Mereka berkata: "Kita akan selalu ada untukmu, meskipun kamu jauh. Jendela rumah ini akan selalu terbuka untukmu." Sebelum Lila pergi, dia membuat lukisan besar untuk rumah—gambar keluarga mereka yang bahagia dengan jendela terbuka, melihat matahari terbit. Dia menempelkannya di dinding ruang tamu, sebagai tanda bahwa dia akan selalu ingat keluarga.
Di Jakarta, Lila menghadapi tantangan baru—kuliah yang sulit, kehidupan mandiri, dan tekanan untuk sukses. Tapi dia selalu menghubungi keluarga setiap hari, dan Rina sering mengirimkan makanan dan pesan semangat. Rio yang sekarang sudah menikah dan punya anak juga sering mengunjunginya, memberi saran tentang dunia seni.
Setelah dua tahun di Jakarta, Lila menyelesaikan semester pertamanya dengan nilai bagus. Dia bahkan mendapatkan beasiswa untuk mengikuti lokakarya melukis di luar negeri. Pada hari dia pulang ke rumah untuk liburan, semua keluarga sudah menunggunya: Rina, Adi, Ayu, Arif, Siti yang sekarang sudah lebih tenang dan menerima keluarga, Rio dan istrinya beserta anaknya.

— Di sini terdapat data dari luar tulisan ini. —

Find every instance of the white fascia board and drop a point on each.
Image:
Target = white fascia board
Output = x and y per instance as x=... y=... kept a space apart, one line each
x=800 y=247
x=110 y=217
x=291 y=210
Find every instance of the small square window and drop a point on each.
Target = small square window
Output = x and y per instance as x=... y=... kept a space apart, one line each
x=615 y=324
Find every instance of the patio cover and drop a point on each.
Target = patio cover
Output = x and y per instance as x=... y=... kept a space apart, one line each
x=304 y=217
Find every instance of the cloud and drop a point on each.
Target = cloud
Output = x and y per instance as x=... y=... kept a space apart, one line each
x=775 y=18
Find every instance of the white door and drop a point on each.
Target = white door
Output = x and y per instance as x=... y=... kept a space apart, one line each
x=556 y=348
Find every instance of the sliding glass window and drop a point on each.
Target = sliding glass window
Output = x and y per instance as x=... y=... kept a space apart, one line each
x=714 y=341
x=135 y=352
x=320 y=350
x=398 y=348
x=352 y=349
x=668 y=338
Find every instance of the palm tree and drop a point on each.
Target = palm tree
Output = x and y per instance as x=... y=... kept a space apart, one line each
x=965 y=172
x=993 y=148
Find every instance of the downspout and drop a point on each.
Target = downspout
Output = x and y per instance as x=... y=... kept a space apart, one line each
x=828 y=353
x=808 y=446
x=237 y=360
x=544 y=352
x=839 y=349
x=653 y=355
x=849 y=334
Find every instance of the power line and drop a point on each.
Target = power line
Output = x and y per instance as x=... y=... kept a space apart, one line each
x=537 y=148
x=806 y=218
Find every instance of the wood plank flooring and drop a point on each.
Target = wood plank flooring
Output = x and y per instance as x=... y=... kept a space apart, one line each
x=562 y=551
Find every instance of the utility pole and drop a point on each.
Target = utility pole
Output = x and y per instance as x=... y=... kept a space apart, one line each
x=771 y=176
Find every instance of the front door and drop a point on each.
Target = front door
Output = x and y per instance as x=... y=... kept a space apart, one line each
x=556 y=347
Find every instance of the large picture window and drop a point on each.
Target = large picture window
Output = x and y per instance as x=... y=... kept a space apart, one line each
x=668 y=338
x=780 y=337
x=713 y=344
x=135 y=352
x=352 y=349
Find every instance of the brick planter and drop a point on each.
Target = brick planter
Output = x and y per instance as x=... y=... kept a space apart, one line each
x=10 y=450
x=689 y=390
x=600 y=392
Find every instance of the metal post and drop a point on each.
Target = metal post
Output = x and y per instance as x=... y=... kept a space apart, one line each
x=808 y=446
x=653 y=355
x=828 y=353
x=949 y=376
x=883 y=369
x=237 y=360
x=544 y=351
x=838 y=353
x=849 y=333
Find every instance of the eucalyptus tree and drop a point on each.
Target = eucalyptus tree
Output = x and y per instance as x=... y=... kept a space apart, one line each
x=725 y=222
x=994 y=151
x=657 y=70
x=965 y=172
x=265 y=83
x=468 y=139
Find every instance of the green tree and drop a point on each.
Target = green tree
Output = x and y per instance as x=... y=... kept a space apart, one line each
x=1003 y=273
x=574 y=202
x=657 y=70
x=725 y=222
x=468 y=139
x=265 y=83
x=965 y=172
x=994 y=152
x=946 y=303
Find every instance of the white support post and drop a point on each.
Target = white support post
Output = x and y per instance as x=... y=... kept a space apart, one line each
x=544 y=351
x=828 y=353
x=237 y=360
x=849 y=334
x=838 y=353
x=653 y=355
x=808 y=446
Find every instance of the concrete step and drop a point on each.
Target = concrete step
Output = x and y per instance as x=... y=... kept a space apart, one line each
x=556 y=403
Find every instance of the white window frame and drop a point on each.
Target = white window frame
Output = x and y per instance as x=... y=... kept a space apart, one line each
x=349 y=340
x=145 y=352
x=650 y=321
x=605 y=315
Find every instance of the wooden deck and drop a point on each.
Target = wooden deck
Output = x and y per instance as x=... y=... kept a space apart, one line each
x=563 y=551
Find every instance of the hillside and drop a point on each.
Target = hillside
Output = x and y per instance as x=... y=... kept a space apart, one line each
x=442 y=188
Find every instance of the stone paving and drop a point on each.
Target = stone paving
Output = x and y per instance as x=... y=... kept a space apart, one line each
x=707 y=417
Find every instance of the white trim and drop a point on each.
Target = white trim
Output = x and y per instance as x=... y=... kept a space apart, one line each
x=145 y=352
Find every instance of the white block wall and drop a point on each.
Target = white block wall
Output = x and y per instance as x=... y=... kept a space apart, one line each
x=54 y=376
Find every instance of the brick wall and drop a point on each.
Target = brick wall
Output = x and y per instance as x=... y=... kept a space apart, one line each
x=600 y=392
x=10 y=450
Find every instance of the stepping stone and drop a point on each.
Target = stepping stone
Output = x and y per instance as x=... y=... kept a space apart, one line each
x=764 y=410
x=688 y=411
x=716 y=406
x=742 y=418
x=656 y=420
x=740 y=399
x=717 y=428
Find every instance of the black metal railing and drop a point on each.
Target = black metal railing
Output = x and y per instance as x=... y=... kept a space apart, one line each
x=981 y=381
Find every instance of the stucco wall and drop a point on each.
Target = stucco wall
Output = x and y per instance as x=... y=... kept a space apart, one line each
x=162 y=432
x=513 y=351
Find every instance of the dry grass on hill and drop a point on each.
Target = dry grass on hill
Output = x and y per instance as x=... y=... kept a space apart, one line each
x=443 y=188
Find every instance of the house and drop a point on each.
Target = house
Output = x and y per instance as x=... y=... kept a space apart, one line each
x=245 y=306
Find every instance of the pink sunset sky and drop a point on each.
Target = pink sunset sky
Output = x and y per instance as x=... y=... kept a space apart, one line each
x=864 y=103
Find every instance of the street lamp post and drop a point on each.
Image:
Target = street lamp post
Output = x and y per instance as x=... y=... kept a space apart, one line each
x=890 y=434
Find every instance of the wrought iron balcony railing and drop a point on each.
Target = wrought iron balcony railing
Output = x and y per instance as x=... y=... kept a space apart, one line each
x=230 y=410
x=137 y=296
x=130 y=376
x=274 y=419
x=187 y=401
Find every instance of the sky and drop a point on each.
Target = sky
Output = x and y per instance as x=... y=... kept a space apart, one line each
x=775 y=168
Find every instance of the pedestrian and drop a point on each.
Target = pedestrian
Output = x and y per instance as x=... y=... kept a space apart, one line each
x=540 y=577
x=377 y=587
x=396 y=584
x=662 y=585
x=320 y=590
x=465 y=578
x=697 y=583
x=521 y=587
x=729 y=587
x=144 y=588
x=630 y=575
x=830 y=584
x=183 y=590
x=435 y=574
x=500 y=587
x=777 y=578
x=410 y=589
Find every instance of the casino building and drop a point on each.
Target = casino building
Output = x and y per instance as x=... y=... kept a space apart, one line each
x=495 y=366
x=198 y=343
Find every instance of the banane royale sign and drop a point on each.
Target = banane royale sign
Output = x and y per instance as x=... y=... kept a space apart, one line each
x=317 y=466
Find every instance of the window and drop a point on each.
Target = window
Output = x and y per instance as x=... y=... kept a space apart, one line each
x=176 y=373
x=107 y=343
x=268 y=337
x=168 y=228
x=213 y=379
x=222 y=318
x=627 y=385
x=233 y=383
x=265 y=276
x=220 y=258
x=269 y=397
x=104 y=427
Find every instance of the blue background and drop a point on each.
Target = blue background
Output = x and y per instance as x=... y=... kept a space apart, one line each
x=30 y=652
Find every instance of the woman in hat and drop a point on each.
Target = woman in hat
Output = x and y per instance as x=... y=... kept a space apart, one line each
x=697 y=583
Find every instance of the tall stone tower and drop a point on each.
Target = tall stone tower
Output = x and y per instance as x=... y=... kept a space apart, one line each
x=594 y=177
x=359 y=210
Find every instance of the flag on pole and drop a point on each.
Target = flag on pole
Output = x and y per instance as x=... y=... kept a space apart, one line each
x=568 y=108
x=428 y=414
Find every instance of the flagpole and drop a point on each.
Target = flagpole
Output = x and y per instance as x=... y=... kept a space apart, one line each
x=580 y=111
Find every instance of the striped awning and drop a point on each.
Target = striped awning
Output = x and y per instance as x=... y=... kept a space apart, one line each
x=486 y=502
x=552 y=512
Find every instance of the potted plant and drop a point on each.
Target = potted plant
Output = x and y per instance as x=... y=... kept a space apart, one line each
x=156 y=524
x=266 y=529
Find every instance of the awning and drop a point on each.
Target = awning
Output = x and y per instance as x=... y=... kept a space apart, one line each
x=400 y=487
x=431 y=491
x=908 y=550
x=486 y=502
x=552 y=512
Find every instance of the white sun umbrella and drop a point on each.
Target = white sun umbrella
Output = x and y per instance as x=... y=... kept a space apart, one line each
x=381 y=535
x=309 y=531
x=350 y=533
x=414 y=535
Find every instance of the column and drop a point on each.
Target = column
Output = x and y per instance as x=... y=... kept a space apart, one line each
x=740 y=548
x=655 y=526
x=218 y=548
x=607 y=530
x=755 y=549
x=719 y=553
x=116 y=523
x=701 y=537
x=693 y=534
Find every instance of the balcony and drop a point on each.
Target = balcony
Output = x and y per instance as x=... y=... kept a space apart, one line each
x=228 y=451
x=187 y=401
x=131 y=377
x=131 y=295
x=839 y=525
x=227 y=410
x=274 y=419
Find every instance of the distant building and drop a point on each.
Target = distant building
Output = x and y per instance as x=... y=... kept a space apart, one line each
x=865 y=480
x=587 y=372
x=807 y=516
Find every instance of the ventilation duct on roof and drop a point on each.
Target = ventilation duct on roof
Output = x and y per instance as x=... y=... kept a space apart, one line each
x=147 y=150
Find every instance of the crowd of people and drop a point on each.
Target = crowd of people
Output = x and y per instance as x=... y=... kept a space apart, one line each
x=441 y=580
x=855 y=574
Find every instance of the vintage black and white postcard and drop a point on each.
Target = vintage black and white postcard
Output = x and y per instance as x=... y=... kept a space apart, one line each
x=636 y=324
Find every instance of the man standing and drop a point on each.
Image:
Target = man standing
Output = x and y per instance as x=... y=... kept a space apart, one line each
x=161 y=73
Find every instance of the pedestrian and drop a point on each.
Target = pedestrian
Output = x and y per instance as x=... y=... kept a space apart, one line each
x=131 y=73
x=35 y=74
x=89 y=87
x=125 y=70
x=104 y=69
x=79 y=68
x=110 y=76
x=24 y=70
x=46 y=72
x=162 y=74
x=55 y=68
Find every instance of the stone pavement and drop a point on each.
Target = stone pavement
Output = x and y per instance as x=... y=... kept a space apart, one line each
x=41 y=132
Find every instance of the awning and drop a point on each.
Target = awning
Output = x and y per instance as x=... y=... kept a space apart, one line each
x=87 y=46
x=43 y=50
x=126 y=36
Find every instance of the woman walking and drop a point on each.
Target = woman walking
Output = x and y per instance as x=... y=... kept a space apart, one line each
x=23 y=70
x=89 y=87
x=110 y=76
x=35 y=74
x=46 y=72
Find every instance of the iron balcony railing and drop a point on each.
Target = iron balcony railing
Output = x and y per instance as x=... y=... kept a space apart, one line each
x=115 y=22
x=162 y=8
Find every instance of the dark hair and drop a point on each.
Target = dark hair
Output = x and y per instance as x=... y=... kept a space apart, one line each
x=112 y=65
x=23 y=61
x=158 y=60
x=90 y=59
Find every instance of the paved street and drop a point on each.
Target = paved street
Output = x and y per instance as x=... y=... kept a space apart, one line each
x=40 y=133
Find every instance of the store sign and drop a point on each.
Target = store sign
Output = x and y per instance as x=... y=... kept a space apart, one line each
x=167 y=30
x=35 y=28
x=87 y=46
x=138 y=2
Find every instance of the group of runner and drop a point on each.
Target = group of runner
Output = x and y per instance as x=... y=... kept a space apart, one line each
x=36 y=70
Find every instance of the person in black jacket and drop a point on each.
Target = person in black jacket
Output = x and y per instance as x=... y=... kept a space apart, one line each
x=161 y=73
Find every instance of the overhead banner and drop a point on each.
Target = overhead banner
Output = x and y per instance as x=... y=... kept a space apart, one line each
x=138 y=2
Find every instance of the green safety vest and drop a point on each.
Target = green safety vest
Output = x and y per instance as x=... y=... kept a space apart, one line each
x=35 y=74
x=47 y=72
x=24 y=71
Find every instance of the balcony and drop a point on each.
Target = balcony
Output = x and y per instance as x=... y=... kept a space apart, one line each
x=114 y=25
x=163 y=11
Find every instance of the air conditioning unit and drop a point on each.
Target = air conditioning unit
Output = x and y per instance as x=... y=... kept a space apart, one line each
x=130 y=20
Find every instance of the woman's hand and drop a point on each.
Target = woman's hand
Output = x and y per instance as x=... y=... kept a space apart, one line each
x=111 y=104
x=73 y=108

Malam itu, mereka berkumpul di teras, dan Rina lagi-lagi lupa menutup jendela kamar tidur. Lila melihat jendela itu dan berkata: "Ibu, jendela ini selalu terbuka ya? Dari dulu sampai sekarang." Rina memeluknya dan berkata: "Ya, sayang. Jendela ini tidak cuma untuk angin atau cahaya—tapi untuk cinta, harapan, saudara, teman, dan semua yang kita cintai. Dia selalu terbuka, karena keluarga kita selalu terbuka untuk semua hal indah di dunia."
Adi memegang tangan Rina, Ayu dan Arif memeluk kakak mereka, Rio dan keluarganya tersenyum—semua orang merasakan kebahagiaan yang sesungguhnya. Di langit malam, bintang-bintang bersinar terang, dan angin segar masuk melalui jendela yang terbuka—membawa harapan untuk masa depan yang lebih cerah bagi semua mereka.
Cerita berakhir dengan jendela yang selalu terbuka, menjadi simbol dari keluarga yang kuat, cinta yang abadi, dan harapan yang tidak pernah padam.